Il m'expliqua, alors, que la couche II était très difficile à
contrôler. Il faut disposer d'un interprète valable pour savoir ce
qu'elle réserve, dans tel ou tel cycle, parmi les cent et un ballons
rouges que le sort très holographique tient au bout de son fil. Il
en vint à me dire que, dans une circonstance très grave de son épreuve initiatique, il avait été sauvé par les injures de ce jeune
homme. C'était un adversaire obstiné qui mâchait la même rancune
depuis des années. Mais c'était aussi un être inspiré. Il avait su
décocher la formule convenable à la couche I, puis celle à redresser,
en couche II.
— Vous vous souvenez de ce qu'il vous a dit?
— En couche I, il m'a jeté à la figure que j'étais un voleur.
Je l'ai pris le mot au pied de la lettre. Vaut leur... Vaut l'heure.
Quelque chose dans ses mots valait pour moi une indication horaire. Comme il
m'a fait un bras d'honneur, j'ai vu briller sa montre-bracelet. J'en
ai déduit qu'ils avaient réellement la capacité de me donner l'heure.

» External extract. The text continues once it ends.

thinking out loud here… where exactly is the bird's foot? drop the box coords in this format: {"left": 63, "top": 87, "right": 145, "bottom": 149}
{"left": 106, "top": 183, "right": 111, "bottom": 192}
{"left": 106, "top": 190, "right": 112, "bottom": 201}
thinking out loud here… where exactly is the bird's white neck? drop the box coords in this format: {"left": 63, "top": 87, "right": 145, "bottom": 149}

Or, je devais décider d'un voyage à l'étranger, sans savoir comment
m'y prendre pour fixer la date. Lorsqu'on est dans le labyrinthe, la
moindre erreur peut être fatale. J'étais tout juste en train de vivre
cette difficulté que vous ne manquerez pas de rencontrer, si vous
persévérez à vouloir comprendre la doctrine sacrée. J'ai béni mon
ennemi d'être un si bon interprète de l'invisible. C'était donc à lui
de me servir d'indicateur des chemins de fer. Je me suis débrouillée de
savoir quelles étaient ses date de départ pour la France et c'est
ainsi que j'ai obtenu la mienne.
— Pourquoi était-ce significatif de la couche I ?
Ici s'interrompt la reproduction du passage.